Idaho ranks 36th in the nation for the occupational licensing burdens it imposes to work in the state, according to a report from the Institute for Justice (IJ), a non-profit, libertarian public interest law firm based in Arlington, Va.
Founded in 1991, its website says its “mission is to provide pro bono legal advice and representation, litigating strategically to pursue its goal of a rule of law under which individuals can control their destinies as free and responsible members of society. It litigates in four core areas: economic liberty, property rights, free speech and school choice.”
The report defines an occupational license as “government permission to work in a particular field. To earn the license, an aspiring worker must clear various hurdles, such as earning a certain amount of education or training or passing an exam.” The report contrasts licensing today with the past. “In the 1950s, only one in 20 U.S. workers needed the government’s permission to pursue their chosen occupation. Today, that figure stands at almost one in three.”
One of the study’s conclusions is that occupational licensing is a barrier making “it harder for people to find jobs and build new businesses that create jobs, particularly minorities, those of lesser means and those with less education.”
The study says that “occupational licensing is not only widespread, but also overly burdensome and frequently irrational.”
- There are 10 states requiring four months or more of training for manicurists. By contrast, Alaska demands only about three days and Iowa about nine days. Idaho requires 93 days of training.
- Public health and safety risks for occupations are a moving target among the states. There are 66 of the studied occupations requiring greater average licensing burdens than for emergency medical technicians (EMT). On average, for instance, a cosmetologist spends 372 days in training; the average for an EMT is 33. In Idaho, a would-be cosmetologist has 467 days of training, an EMT 26 days.
The IJ report, “License to Work: A National Study of Burdens from Occupational Licensing,” looked at 102 occupations in 50 states and the District of Columbia. It then ranked them based on cost of obtaining a license, educational requirements, exams involved to obtain a license and how many states require licensure of those 102 occupations.
Using those markers, Idaho ranked as the 36th most burdensome state. Of the 102 occupations considered, Idaho has occupational licensing requirements for 47 of them; the all-state average is 43. The 47 occupations requiring licensing put the Gem State in 23rd position in the number of occupations needing a license. Wyoming licenses the fewest occupations at 24; Louisiana the most at 71.
States surrounding Idaho and their occupational licensing burden rank: Nevada, 3rd; Oregon, 6th; Utah, 13th; Wyoming, 32nd; and Montana, 49th. Hawaii is ranked as the most burdensome state for licensing, Pennsylvania the least.
Idaho finds itself in rare company for two of the 102 occupations in the report. The state is one of only two licensing log scalers (who must pass two exams for a license) and one of nine licensing farm labor contractors (who must pay $250 to the state for a license).
There are more than a dozen occupations requiring licenses in at least 80 percent of the states including: teacher, heating and cooling contractor, athletic trainer, barber, cosmetologist, bus driver, truck driver, earth driller, skin care specialist, manicurist, emergency medical technician and pest and pesticide applicator.
On the other end of the licensing spectrum—the occupations with less than 20 states mandating licensing—include cathodic protection tester, backflow prevention assembly tester, log scaler, farm labor contractor, interior designer, florist, forest worker, pipe layer, fire sprinkler tester, conveyor operator and nursery worker.
The report provides a state-by-state summary comparing individual state licensing to other states. It say on average in Idaho “those seeking jobs in these occupations must pay $122 in fees, lose 240 days to training mandates and must pass one exam,” adding “Idaho's licensing rules present a heavy burden to people seeking to enter specific occupations.”
Idaho examples in the report:
- The report cites fire alarm and security alarm installers in Idaho as “required to obtain four years of education and experience before receiving a license.
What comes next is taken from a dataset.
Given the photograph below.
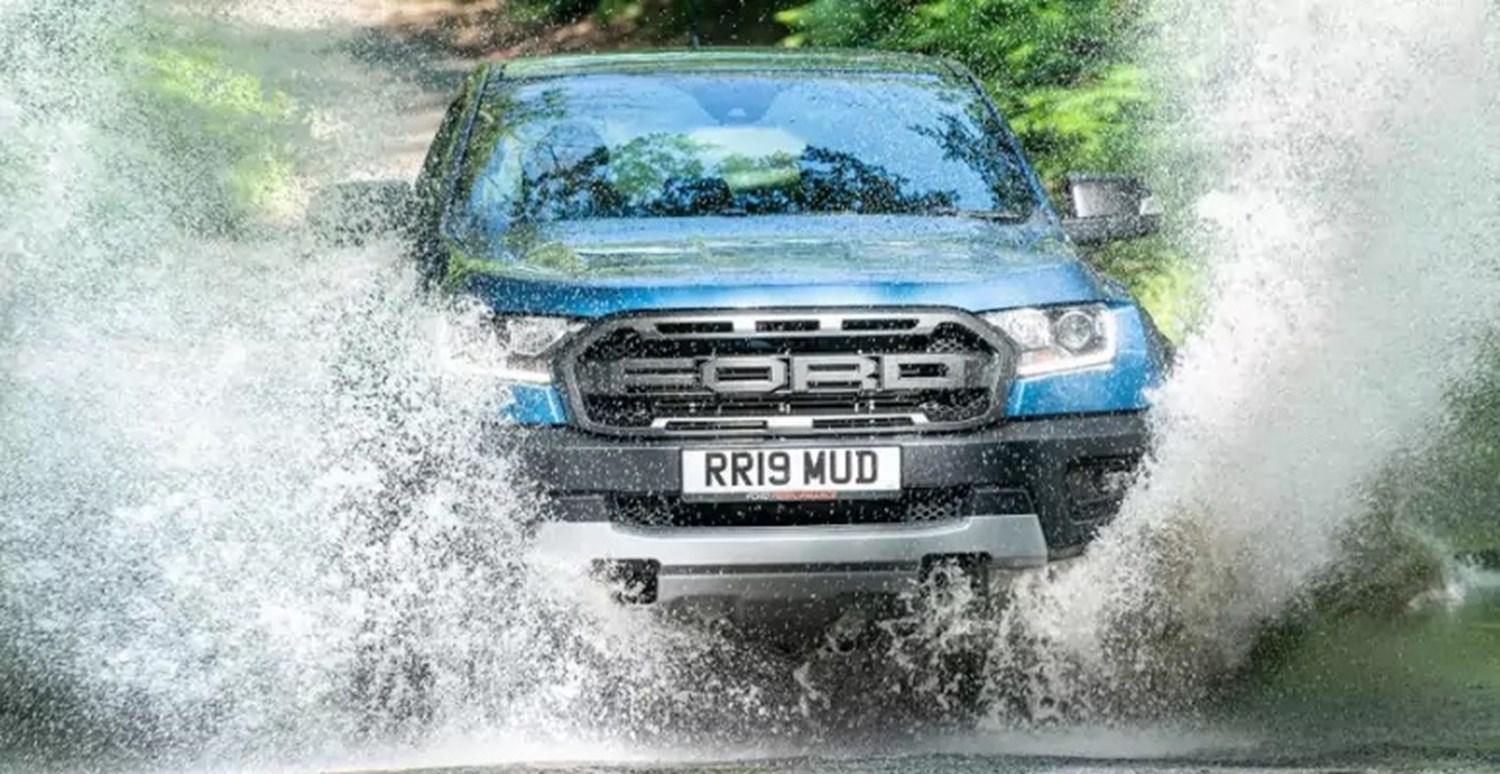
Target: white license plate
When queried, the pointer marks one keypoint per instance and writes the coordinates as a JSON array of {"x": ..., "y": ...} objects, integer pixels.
[{"x": 791, "y": 473}]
The national average for these occupations is 486 days and 535 days, respectively.”
- It also notes Idaho is one of only eight states mandating that that truck drivers and bus drivers possess a driver's license for a year (or more) as a condition for licensing and is also one of 20 states with a similar requirement for school bus drivers. “Other states require only tests, fees, a minimum age and in some states a short course or training session for these occupations,” says the study.
- Idaho requires barbers receive 630 days training compared to the national average of 416 days.
- Cosmetologists must obtain 467 days training with the national average at 372 days.
- HVAC contractors take 1,494 days training versus a national average of 891 days.
The report questions the value of licensing given so many variations among the states, concluding, “Such inconsistencies give good reason to doubt that many licensing schemes are necessary. These inconsistencies may reflect not the relative public health and safety risks of occupations but instead the lobbying prowess of practitioners in securing laws to shut out competition.”